Siamo ancora capaci di discernimento? Un esercizio per cogliere il bene

Siamo ancora capaci di discernimento? Cioè di quella capacità non innata di “vedere chiaro” con la vista ma soprattutto con l’intelletto. Sembra che il nostro tempo abbia dimenticato l’importanza di questo esercizio.

Il discernimento è un allenamento di intelligenza, di perizia e di volontà a cogliere il bene.

Il discernimento è faticoso, ma indispensabile per vivere. Richiede che io mi conosca, che sappia cosa è bene per me qui ed ora e cosa è male per me qui ed ora.

Inoltre per chi crede, il discernimento si esprime in un rapporto filiale profondo con Dio, perché da lui possiamo ricevere consiglio, forza, sapienza e incoraggiamento nelle nostre scelte.

E se poi alla fine facciamo esperienza di qualcosa che sembrava un bene ed invece non lo era, oppure sapevamo quale fosse il nostro vero bene e non lo abbiamo scelto, questo rappresenta il nostro limite, che dobbiamo accettare.
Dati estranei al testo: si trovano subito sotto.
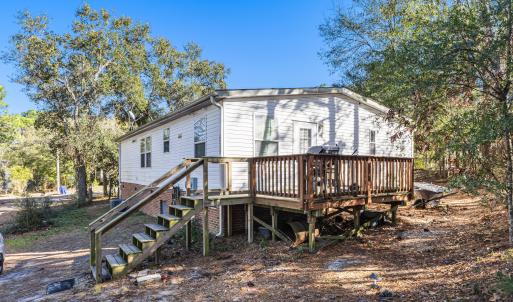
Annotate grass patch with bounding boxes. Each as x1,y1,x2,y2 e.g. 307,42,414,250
5,205,108,253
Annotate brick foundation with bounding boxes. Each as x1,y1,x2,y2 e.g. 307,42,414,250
121,182,306,236
121,182,245,235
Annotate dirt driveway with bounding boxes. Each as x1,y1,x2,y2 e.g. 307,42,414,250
0,196,513,301
0,204,151,301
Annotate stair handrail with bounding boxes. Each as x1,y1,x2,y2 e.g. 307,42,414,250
89,159,197,231
90,159,204,281
96,159,203,234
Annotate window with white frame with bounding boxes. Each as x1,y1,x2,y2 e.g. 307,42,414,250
369,130,376,155
254,115,278,156
299,128,312,154
141,136,151,168
194,117,207,158
162,128,169,153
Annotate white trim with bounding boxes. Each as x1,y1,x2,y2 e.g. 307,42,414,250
192,114,208,157
292,120,319,153
252,113,280,156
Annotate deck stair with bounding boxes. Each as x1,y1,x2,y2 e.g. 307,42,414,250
89,159,205,282
105,198,202,279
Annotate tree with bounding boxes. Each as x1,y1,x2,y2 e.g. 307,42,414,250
5,5,225,204
321,0,513,243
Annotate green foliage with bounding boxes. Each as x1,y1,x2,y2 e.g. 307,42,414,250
5,206,92,251
320,0,513,204
11,197,52,233
4,5,227,202
0,85,7,112
0,110,72,192
8,166,32,193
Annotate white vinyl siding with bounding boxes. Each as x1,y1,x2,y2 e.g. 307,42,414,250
253,115,279,156
223,95,412,190
162,128,170,153
194,117,207,158
120,106,221,188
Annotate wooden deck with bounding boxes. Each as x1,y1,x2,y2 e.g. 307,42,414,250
89,155,413,282
205,154,413,212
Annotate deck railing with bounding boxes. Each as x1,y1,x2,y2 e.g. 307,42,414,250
251,154,413,209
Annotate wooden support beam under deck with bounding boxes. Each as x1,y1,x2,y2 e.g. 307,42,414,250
185,221,192,250
271,207,278,241
307,212,317,253
226,205,233,237
247,203,253,243
202,161,210,256
390,202,399,225
353,206,363,229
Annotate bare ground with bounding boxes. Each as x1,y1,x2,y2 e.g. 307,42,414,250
0,195,513,301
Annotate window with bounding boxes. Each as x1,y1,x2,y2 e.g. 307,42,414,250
141,136,151,168
162,128,169,153
194,117,207,158
369,130,376,155
254,115,278,156
299,128,312,154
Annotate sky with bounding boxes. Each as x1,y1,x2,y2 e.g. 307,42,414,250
0,0,346,113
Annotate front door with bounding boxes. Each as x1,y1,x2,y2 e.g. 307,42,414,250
294,121,317,154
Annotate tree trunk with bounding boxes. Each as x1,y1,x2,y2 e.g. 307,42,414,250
504,129,513,244
102,170,109,197
75,163,87,206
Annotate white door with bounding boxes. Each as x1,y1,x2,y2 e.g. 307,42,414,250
294,121,317,154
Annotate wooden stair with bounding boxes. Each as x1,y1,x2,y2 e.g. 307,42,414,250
104,196,203,279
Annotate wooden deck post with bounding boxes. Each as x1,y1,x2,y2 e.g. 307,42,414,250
226,205,233,237
307,212,317,253
202,159,210,256
390,202,399,225
185,221,192,251
185,165,192,250
353,206,363,229
247,203,253,243
89,230,96,267
271,207,278,241
202,207,210,256
155,247,162,264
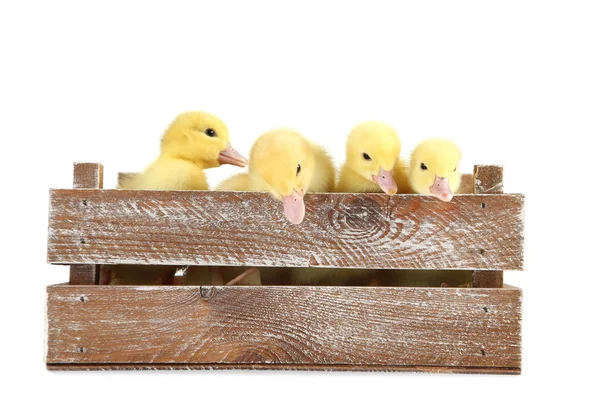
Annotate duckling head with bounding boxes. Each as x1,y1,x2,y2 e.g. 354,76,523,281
161,111,248,168
249,129,315,224
346,122,400,194
408,139,461,201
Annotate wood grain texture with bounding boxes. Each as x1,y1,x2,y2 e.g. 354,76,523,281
46,363,521,375
473,165,504,194
472,165,504,288
46,285,521,369
73,163,104,189
458,174,473,194
69,264,100,285
69,163,104,285
48,190,523,270
117,172,139,186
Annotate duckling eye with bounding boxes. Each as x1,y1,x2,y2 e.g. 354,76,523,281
204,128,217,137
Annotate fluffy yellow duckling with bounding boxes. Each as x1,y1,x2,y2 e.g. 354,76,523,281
106,111,248,285
120,111,248,190
408,139,462,201
387,139,472,287
216,129,335,224
336,121,409,194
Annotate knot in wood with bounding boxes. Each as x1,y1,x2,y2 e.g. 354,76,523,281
338,196,384,231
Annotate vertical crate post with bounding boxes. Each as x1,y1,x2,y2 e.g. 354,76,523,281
69,163,104,285
473,165,504,288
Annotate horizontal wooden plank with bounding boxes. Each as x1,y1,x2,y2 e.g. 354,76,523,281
48,190,523,270
46,363,521,375
46,285,521,368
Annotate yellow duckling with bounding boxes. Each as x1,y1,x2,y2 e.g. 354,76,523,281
408,139,462,201
216,129,335,224
183,129,335,285
106,111,248,285
336,121,409,194
384,139,473,287
119,111,248,190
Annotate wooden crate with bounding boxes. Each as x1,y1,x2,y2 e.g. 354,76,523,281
46,164,524,374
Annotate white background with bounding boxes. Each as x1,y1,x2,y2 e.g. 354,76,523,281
0,0,600,399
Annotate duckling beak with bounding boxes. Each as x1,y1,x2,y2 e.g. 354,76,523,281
429,176,454,201
217,143,248,168
283,189,306,225
373,168,398,194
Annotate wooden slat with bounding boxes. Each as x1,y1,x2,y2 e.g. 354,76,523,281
69,163,104,285
117,172,138,186
48,190,523,269
46,286,521,369
473,165,504,194
458,174,473,194
472,165,504,288
46,363,521,375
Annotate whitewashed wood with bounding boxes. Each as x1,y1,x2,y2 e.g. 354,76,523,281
69,163,104,285
46,363,521,375
47,286,521,368
48,190,523,269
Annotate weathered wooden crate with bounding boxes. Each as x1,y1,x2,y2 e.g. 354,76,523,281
46,164,524,374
Basta tornare alle prime pagine della Bibbia: ”se vuoi vivere, se vuoi gustare la vita ricordati che sei creatura, che non sei tu il criterio del Bene e del Male e che le scelte che farai avranno conseguenze per te, per gli altri e per il mondo (Gen. 2,16-17)

L’uomo infatti può rendere la terra un giardino magnifico o può farne un deserto di morte.

Basta guardare agli ultimi avvenimenti che stanno turbando il mondo.

Guerre dimenticate e guerre che continuano senza che nessuno riesca a fare qualcosa per fermare la sofferenza e la morte degli innocenti.

Gente che fugge da tragedie inimmaginabili e finisce la propria esistenza nel mare profondo della nostra indifferenza, mentre chi dovrebbe decidere, in realtà non decide nemmeno per una visita, uno sguardo alle vite distrutte e una preghiera e un abbraccio silenzioso ai sopravvissuti. 

Una pandemia che troppo presto sembra archiviata senza che gli esseri umani abbiano imparato nulla, ma senza memoria non si rimedia agli errori e inefficienze che nascono da lontano, per non ripeterli più.

Sembra che il nostro tempo abbia un po’ perso il significato della memoria personale, familiare, collettiva. Oggi assistiamo con naturalezza al susseguirsi vorticoso di notizie, dichiarazioni, opinioni, immagini e commenti che il giorno successivo sono già entrati nell’oblio, a tal punto che gli stessi personaggi posso tranquillamente sostenere idee e giudizi opposti … senza che nessuno obietti qualcosa.

La memoria al contrario ha un’importante funzione identitaria, ci ricorda le nostre radici, ci fa sapere da dove veniamo e chi siamo e a quale storia apparteniamo. Sì, perché ciascuno di noi è figlio della propria storia. Ciascuno di noi porta sempre con sé la sua origine e la sua appartenenza.

Ecco allora che i ricordi non solo descrivono un’identità personale o collettiva ma ne danno la forma. In questo modo noi scopriamo chi siamo veramente (come singoli e anche come comunità) attraverso la storia da cui veniamo. Così è per la famiglia, i ricordi danno forza ai legami e li consolidano.

Essere una famiglia è un’esperienza che attraversa il tempo e non si esaurisce nel presente dell’oggi. È appartenere ad una storia che parte prima di noi e continuerà dopo di noi.

In questo tempo e in questa società ormai sempre più liquida, abbandonare il ricordo di certi avvenimenti è un po’ come perdere sé stessi come individui, comunità.

Ma al di là di tanti proclami sulla salvaguardia delle nostre tradizioni, se perdiamo la nostra identità, se perdiamo noi stessi, la nostra dignità e la nostra umanità, se perdiamo la capacità di discernimento, quello che rimane è solo l’effimero, l’apparenza, la mondanità. Così finiremo facilmente per credere ai tanti falsi profeti di questo tempo, che millantano opinioni e propri interessi come verità e subito dopo cavalcano  opinioni opposte  e altri interessi pur di rimanere al centro dell’attenzione.